FDA Adverse Event Malfunction Summary report: N

SAFE-T-CENTESIS TRAY 8FR X 16CM

MDR report key: 3887313 · Received June 23, 2014

Report

Report Number
1625685-2014-00124
Event Type
Malfunction
Date Received
June 23, 2014
Date of Event
May 4, 2014
Report Date
May 21, 2014
Manufacturer
CAREFUSION
Product Code
GCB
PMA / PMN Number
EXEMPT
Product Problem
Yes
Report Source
Manufacturer report
Reporter Location
TX, US
Reporter Occupation
OTHER

Narratives

Additional Manufacturer Narrative · 1

(B)(4).
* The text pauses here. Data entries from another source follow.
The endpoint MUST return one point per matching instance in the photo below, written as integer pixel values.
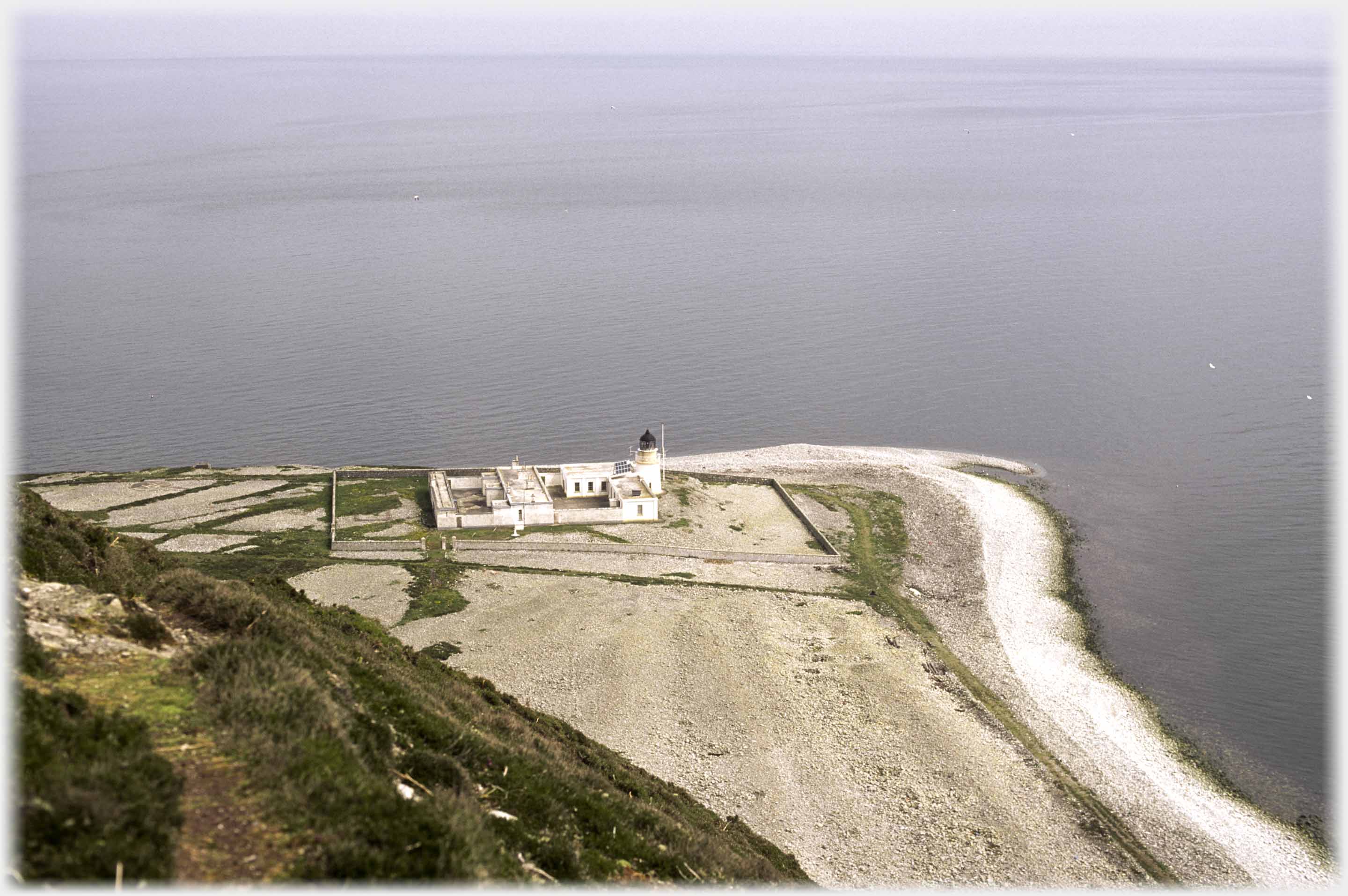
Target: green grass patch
(360, 498)
(433, 591)
(325, 713)
(94, 794)
(440, 650)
INVESTIGATION RESULTS: ONE (1) PARTIALLY COMPLETE COMPONENT, CATHETER/VALVE ASSEMBLY STC 8FR (PART NUMBER 742-15802), OF AN OPENED UNIT OF A CATALOG CODE PIG1280T (LOT NUMBER 0000640802) DEVICE WAS RECEIVED FOR EVALUATION. THE UNIT WAS MISSING THE PIGTAIL CATHETER BUT DID HAVE THE PACKAGING MATERIAL (TOP WEB) FOR THE SAME PRODUCT CATALOG CODE AND LOT NUMBER. FUNCTIONAL TESTING PERFORMED WITH AN UNUSED PIGTAIL CATHETER ASSEMBLY WAS UNABLE TO REPRODUCE THE REPORTED CONDITION AS NO LEAKS WERE DETECTED AROUND THE VALVE. EXAMINATION OF THE VALVE ASSEMBLY RECEIVED DID NOT REVEAL ANY MANUFACTURING OR FUNCTIONAL DEFECTS THAT MAY LEAD TO THE REPORTED CONDITION. FUNCTIONAL TESTING WAS ABLE TO CONFIRM THE VALVE ASSEMBLY DRAINED AS INTENDED. NO LEAKS WERE DETECTED DURING FUNCTIONAL TESTING. THEREFORE, THE EVALUATION WAS UNABLE TO CONFIRM THE REPORTED CONDITION. A REVIEW OF APPLICABLE MANUFACTURING, INSPECTION, AND PACKAGING PROCEDURES DID NOT IDENTIFY ANY ISSUES THAT MAY HAVE CONTRIBUTED TO THE REPORTED CONDITION. LIKEWISE, A REVIEW OF ALL MANUFACTURING METHODS AND PERSONNEL INVOLVED IN THE ASSEMBLY OF THE DEVICE DETERMINED THERE WAS NO CONTRIBUTION FROM EITHER TO THE REPORTED ISSUE. NO ISSUES WERE FOUND DURING REVIEW OF THE INTERNAL PRODUCTION RECORDS FOR THE LOT INDICATED THAT COULD RESULT IN THE REPORTED CONDITION. THIS INCLUDES REVIEW OF ALL RAW MATERIAL AND COMPONENTS USED DURING THE MANUFACTURE OF THE LOT INVOLVED. THE CATHETER VALVE ASSEMBLY IS SUPPLIED BY AN EXTERNAL VENDOR AND IS NOT ALTERED BY (B)(4) MANUFACTURING FACILITY PRIOR TO ASSEMBLY INTO THE FINISHED TRAY. BASED ON THE INVESTIGATION RESULTS, A DEFINITIVE ROOT CAUSE COULD NOT BE IDENTIFIED FOR THE REPORTED CONDITION. NO MANUFACTURING, ASSEMBLY OR PERFORMANCE DEFICIENCIES WERE FOUND ON THE SUBMITTED COMPLAINT SAMPLE. THE REPORTED ISSUE HAS BEEN ENTERED INTO THE APPLICABLE TRACKING SYSTEM AND THE SUPPLIER OF THE CATHETER VALVE ASSEMBLY HAS BEEN NOTIFIED OF THE REPORTED ISSUE. THE COMPLAINT SAMPLE HAS ALSO BEEN PROVIDED TO THE SUPPLIER FOR ANY FURTHER APPLICABLE ANALYSIS. THE MANUFACTURING PLANT WILL CONTINUE TO MONITOR THIS ISSUE TO IDENTIFY THE NEED FOR ANY ACTIONS.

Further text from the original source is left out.